The team at learning toy company Click-A-Brick applauds a new study by the Cincinnati Children's Hospital Medical Center that has found reading to young children stimulates language processing development in their brains, saying it shows the importance of this particular child-parent interaction for kids.
Published in the journal Pediatrics, the study, performed by Dr. John S. Hutton and colleagues, found that reading exposure in children aged three to five years old stimulated neural activity in the portion of the brain involved with acoustic, phonological and semantic language processing.
Click-A-Brick Co-Founders Jason Smith and Georg de Gorostiza say they appreciate findings like the ones from this study, as they are a good reminder to parents to be diligent in reading and interacting with their kids.
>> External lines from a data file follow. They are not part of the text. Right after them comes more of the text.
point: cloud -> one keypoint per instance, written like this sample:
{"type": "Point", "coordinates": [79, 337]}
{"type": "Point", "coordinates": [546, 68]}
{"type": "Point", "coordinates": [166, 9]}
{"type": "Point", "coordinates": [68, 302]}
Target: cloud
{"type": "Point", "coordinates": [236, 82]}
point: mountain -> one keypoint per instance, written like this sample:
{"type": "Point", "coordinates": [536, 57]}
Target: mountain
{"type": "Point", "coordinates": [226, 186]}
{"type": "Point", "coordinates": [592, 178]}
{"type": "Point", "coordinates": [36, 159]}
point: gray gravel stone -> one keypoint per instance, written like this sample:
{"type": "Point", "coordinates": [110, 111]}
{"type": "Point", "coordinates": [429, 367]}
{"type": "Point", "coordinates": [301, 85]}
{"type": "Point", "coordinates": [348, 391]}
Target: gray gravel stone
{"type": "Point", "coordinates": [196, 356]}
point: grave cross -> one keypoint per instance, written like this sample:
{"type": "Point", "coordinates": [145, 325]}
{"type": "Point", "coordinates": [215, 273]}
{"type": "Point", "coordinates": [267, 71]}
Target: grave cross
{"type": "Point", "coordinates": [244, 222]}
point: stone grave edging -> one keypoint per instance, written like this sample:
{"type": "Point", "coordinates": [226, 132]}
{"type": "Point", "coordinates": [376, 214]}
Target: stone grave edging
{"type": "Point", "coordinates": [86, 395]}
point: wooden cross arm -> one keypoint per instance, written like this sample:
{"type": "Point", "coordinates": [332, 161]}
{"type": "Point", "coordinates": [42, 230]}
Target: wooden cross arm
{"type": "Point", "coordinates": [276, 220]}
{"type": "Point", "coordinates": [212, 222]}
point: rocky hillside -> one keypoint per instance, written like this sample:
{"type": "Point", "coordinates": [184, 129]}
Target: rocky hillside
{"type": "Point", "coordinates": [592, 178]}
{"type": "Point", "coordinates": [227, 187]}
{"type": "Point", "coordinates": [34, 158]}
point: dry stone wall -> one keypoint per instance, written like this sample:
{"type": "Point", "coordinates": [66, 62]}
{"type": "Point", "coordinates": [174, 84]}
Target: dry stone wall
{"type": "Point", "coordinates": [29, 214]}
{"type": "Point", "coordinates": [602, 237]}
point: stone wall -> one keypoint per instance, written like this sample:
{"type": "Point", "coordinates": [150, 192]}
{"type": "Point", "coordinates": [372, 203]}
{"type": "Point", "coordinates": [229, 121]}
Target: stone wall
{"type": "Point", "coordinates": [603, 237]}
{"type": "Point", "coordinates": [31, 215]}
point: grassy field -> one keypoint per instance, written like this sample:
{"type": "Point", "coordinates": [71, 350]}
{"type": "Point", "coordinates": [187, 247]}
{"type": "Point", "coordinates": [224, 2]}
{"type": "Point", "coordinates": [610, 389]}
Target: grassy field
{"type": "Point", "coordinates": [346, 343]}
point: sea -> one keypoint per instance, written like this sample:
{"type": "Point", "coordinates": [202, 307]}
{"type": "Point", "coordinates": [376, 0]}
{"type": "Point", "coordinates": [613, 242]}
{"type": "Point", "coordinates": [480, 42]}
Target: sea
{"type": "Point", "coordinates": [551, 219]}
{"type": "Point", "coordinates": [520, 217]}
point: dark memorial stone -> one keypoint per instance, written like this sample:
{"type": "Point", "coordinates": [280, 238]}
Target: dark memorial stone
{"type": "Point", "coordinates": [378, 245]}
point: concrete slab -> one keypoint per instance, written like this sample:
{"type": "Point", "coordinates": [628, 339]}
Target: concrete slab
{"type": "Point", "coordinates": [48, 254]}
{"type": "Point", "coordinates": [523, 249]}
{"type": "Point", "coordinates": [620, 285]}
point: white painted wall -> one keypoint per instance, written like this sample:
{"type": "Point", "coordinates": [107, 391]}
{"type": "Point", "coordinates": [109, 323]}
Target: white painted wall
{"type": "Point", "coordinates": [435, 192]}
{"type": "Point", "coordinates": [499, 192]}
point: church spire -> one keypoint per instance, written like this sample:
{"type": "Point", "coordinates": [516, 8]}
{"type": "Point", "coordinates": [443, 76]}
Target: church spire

“Reading to children is such a simple act, but it obviously has huge benefits,” Smith said. “In fact, last year the American Academy of Pediatrics released a policy statement that recommended children be read to at home and at least through their kindergarten years, so the benefits are well known. What we recommend for kids who have Click-A-Brick sets is that parents read to their children and then use the sets to build the things they’ve read about. Any books about animals, birds, reptiles and dinosaurs go really well with the corresponding Click-A-Brick sets for extra stimulation and interaction.”
The learning toy entrepreneurs also point to comments that British politician Tristram Hunt made recently as anecdotal evidence that parent/child interaction at an early stage is important for children later in life when they begin studying. Hunt is the Shadow Education Secretary in the United Kingdom’s government and recently said that many elementary school teachers have told him that children are increasingly experiencing developmental delays in their language skills and the teachers blame this on parents interacting with their mobile phones more while subsequently interacting with their children less.
“Most likely, parents don’t understand the cumulative impact on scrolling down their smartphone rather than engaging with their six-month-old,” Hunt told The Daily Telegraph. “Academics are all too aware of how crucial the birth to five age bracket is for the intellectual and emotional development of children. Not nearly enough parents are. Nursery rhymes and fairy tales might be less interesting than Instagram, but a child’s long-term success can depend on them.”
Smith and de Gorostiza say they don’t expect parents to completely drop their phones and tablets in favor of reading and talking to their children all the time, but Hunt’s comments illustrate how important it is to find a balance between screen time and kid time for parents.
“We often hear about how we need to limit children’s time with screens, but we also have to remember how important it is to limit our own screen time, too,” de Gorostiza said. “Although smartphones have been around for a while now, it seems like we’re still going through a transition phase with having them in our lives and we’re all still trying to figure out the appropriate amount of time to be using them versus interacting with the world around us. When I see comments like Mr. Hunt’s it makes me think we all, as a society, need to pull back a little and readjust our focus, so to speak, so it’s more on our kids and less on the screens in our hands.”